La basilica cateriniana di San Domenico è una delle più importanti chiese di Siena e si trova tra il piazzale di San Domenico e via della Sapienza. Eretta nel XIII secolo, fu ingrandita nel secolo successivo. Contiene la testa-reliquia di santa Caterina da Siena, entro una splendida cappella rinascimentale costruita per l'occasione e affrescata dal Sodoma e altri. La chiesa viene anche chiamata basilica cateriniana per il legame con la santa senese e alcuni episodi della sua vita. È monumento nazionale italiano.

I domenicani arrivarono a Siena nel 1220, un anno prima della morte del loro fondatore Domenico di Guzmán. Nel 1225 ricevettero un terreno in donazione da Fortebraccio Malavolti. La chiesa fu quindi innalzata nel 1226-1265, ma nel corso del Trecento il complesso fu ampliato nelle forme gotiche che vediamo ancora oggi. Fu costruita a più riprese e terminata nel 1465; subì incendi (1443, 1456 e 1531; dopo quest'ultimo fu restaurata da Domenico Cinquini), occupazioni militari (1548-1552) e terremoti (1798). Nel corso del Seicento e Settecento il complesso subì numerosi rimaneggiamenti barocchi, con l'aggiunta e il rifacimento degli altari laterali.

Dopo il terremoto del 1798 il campanile, già malridotto, fu abbassato al livello odierno e fu dotato del coronamento merlato attuale. Per analoghi motivi di stabilità, furono chiusi l'occhio centrale della facciata e le finestre laterali. L'ultimo intervento è del 1941-1963, in occasione del quale furono tolte le sovrapposizioni barocche, ripristinate in parte le forme gotiche antiche e aggiunte le vetrate moderne con le Storie di santa Caterina, di Bruno Cassinari.
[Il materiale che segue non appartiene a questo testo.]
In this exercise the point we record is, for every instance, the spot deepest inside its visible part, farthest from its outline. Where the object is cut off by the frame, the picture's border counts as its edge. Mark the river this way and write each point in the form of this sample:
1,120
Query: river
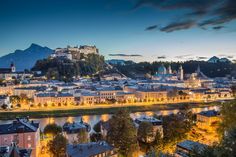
93,119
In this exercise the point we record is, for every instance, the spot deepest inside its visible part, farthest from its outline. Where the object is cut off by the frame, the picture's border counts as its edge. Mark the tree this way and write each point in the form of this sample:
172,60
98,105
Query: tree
52,129
58,146
228,116
4,106
95,137
82,136
158,143
233,88
122,133
97,127
145,132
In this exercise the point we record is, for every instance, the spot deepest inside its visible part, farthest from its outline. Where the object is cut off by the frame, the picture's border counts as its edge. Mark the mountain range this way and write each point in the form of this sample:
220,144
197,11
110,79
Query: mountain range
25,59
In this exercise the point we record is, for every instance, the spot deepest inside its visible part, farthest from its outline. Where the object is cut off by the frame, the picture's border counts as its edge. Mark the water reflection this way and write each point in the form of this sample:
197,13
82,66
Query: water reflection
93,119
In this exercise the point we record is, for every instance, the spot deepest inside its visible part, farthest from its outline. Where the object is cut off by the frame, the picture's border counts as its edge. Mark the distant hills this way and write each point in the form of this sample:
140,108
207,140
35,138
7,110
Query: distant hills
25,59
Nel luglio del 1925 papa Pio XI elevò la chiesa alla dignità di basilica minore[1].

L'interno della basilica

La basilica sorge sul sommo del poggio tufaceo di Camporegio e domina il piano di Fontebranda; dall'alture si gode un'ottima vista del Duomo e della torre del Mangia[2].
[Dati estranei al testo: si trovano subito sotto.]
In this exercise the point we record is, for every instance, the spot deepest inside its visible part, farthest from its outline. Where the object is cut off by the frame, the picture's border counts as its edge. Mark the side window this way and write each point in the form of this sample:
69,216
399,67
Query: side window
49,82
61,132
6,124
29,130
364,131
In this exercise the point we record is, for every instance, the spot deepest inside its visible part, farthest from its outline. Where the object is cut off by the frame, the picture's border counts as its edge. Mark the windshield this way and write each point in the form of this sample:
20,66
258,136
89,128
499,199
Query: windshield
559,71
La basilica ha un aspetto severo e massiccio nella sua architettura in mattoni, tipica degli ordini mendicanti che ricercavano materiali umili per la costruzione delle loro chiese. Lo stile è gotico cistercense, soprattutto nella parte absidale[2]. La vista dalla piazza offre il fianco sinistro della basilica, dove si trova il portale di accesso (numero 21 sulla mappa della basilica). Il fianco destro è invece coperto dai locali del convento.

La facciata è a capanna, liscia e priva di decorazioni, se si eccettua l'alto occhio che le fa da rosone. È oltretutto coperta in larga parte dalla cappella delle volte (1), cui si accede dall'interno della chiesa e che è sporgente rispetto alla superficie della facciata. Ciò rende la facciata anomala e ha fatto sì che l'accesso della chiesa avvenisse dal fianco sinistro, proprio perché in facciata non vi era alcuno spazio disponibile.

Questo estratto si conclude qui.